Happy Halloween everyone! c:


----------



## SharJoY (Oct 31, 2014)

Zulehan said:


> Happy Halloween!
> 
> And it is safe to be around me once the itching stops!



Ghost itch?


----------



## Megan. (Oct 31, 2014)

Happy Halloween~ c:


----------



## FancyThat (Oct 31, 2014)

Happy Halloween .​.


----------



## Zulehan (Oct 31, 2014)

mysticoma said:


> Ghost itch?


Yeah, the worst kind. Worst part about this is I scare every doctor I go to.


----------



## Mayorofarcadia (Oct 31, 2014)

Happpy halloween everyone ~


----------



## Cuppycakez (Oct 31, 2014)

Happy Halloween everyone!  Hope you have a good day/night/morning. Guess who's getting Fantasy Life later? Me!! Good day already.


----------



## Javocado (Oct 31, 2014)

Happy Halloween Yall!


----------



## Trent the Paladin (Oct 31, 2014)

computertrash said:


> WHY ARE THERE CURSED USERS.
> I DON'T LIKE THIS.



We begged for one restock too many, so now the admins cursed us and we will eventually turn into a Blight on the Bell Tree Forums. The Darkspawn will eat away at the Bell Army until nothing is left!


----------



## Debra (Oct 31, 2014)

Happy Halloween TBT! ^^


----------



## Owlsomniac (Oct 31, 2014)

Happy Halloween everyone!

Stay safe, eat lots and lots of candy and pumpkin pie!

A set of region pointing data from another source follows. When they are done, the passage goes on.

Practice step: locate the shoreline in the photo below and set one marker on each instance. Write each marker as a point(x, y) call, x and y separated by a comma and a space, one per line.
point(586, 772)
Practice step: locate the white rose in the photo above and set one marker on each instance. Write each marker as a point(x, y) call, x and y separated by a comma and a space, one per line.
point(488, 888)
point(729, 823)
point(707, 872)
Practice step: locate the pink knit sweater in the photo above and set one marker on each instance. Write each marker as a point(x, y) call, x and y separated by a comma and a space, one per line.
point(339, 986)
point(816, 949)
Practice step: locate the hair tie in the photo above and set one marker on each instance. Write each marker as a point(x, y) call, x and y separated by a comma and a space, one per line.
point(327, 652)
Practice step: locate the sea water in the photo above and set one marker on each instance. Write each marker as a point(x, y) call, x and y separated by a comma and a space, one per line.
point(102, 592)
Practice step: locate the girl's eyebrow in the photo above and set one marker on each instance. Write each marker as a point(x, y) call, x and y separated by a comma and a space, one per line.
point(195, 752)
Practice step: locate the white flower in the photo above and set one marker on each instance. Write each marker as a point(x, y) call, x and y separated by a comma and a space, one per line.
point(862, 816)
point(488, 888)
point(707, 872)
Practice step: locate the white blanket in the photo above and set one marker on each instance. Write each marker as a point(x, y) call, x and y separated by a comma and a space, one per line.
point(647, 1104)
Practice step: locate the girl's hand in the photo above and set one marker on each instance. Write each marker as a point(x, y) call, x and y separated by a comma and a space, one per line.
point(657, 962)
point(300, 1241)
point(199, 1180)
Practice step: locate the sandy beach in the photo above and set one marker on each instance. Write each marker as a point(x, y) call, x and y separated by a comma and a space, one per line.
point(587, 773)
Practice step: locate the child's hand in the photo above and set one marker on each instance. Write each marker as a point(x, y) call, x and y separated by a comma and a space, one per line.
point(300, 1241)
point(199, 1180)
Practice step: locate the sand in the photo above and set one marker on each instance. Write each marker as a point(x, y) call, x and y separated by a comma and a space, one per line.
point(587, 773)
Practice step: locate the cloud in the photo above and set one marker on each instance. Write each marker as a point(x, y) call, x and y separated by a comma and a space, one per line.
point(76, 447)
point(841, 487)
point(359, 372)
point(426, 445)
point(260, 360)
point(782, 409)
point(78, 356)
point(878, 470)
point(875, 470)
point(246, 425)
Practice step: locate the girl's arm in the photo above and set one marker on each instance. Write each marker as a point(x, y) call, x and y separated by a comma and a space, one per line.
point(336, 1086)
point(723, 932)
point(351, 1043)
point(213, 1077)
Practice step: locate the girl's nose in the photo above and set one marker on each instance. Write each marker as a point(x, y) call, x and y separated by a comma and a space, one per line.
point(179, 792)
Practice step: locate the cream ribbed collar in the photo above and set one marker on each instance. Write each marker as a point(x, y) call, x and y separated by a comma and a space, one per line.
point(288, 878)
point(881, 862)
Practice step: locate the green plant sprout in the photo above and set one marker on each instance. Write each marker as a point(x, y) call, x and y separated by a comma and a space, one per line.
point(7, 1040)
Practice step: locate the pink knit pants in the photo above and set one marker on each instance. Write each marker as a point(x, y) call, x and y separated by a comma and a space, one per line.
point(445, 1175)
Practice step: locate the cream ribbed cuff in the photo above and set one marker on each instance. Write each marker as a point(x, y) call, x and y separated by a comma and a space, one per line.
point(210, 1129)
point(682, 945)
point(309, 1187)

We're going to a haunted house to get our scare on tonight hehe xD


----------



## mdchan (Oct 31, 2014)

Happy Halloween, everybody!


----------



## Twilight Sparkle (Oct 31, 2014)

happy halloween tbt woot woot
stay safe yo
meanwhile im gonna watch movies nd eat tons of candy (thats totally not why I bought that box of 32 different types of candy, ehehehehe no i dont know wat ur talking about.).


----------



## Skyfall (Oct 31, 2014)

Happy Halloween!


----------



## matt (Oct 31, 2014)

Careful Justin you have a black candy . Pass to me if you like hehe


----------



## Barbara (Oct 31, 2014)

Happy Halloween everyone!


----------



## Sinister (Oct 31, 2014)

Happy Halloween everyone!


----------



## Maruchan (Oct 31, 2014)

(˼●̙̂ ̟ ̟̎ ̟ ̘●̂˻) 

H A P P Y 

H A L L O W E E N ! ! 

∋━━o(｀∀?oメ）～→​


----------



## Witch (Oct 31, 2014)

*Happy Hallowen!*​


----------



## Blizzard (Oct 31, 2014)

Happy Halloween

I just ordered 5 pizzas. Come and get it!


----------



## Geoni (Oct 31, 2014)

Dads are immune to curses.


----------



## Jarrad (Oct 31, 2014)

taking candy from strangers is like the epitome of halloween

my brother once thought it would be funny to buy onions, peel them and then dip them in caramel and hand them out to children as if they were candied apples


----------



## Zura (Oct 31, 2014)

Im going to go VM people saying trick or treat


----------



## Caius (Oct 31, 2014)

Happy halloween dudes.


----------



## Alolan_Apples (Oct 31, 2014)

Happy Halloween everyone. Don't eat all of the candy. Not only sharing is important, but you don't want to get sick from it, right?


----------



## Rocks4Free (Oct 31, 2014)

Happy halloween, because candy.


----------



## woodlandmermaid (Oct 31, 2014)

Happy Halloween! ^-^%


----------



## Alienfish (Oct 31, 2014)

Boo yah!


----------



## 727 (Oct 31, 2014)

Happy Halloween everyone.Love this time of year scary movies,stories and of course the candy.well i can't have candy more because well i don't want to go into it.but for those who are able to eat please just be safe


----------



## Locket (Oct 31, 2014)

Happy Halloween. Happy cursing.


----------



## Radda (Nov 1, 2014)

Happy halloween.


----------



## ADanishMuffin (Nov 1, 2014)

Happy Halloween! 

I hope all the stuff of this lovely website are having a wonderful day! ^_^


----------



## 8bit (Nov 1, 2014)

I wonder if I'm cursed.


----------



## minu365 (Nov 1, 2014)

*HAPPY HALLOWEEN!*



Justin said:


> Hey, Justin here just to wish you all a happy halloween on the behalf of everyone on the TBT staff! Also, you might see some spooky happenings on the forum today, so stay safe and don't take candy from strangers! Stranger danger!



happy halloween everyone


----------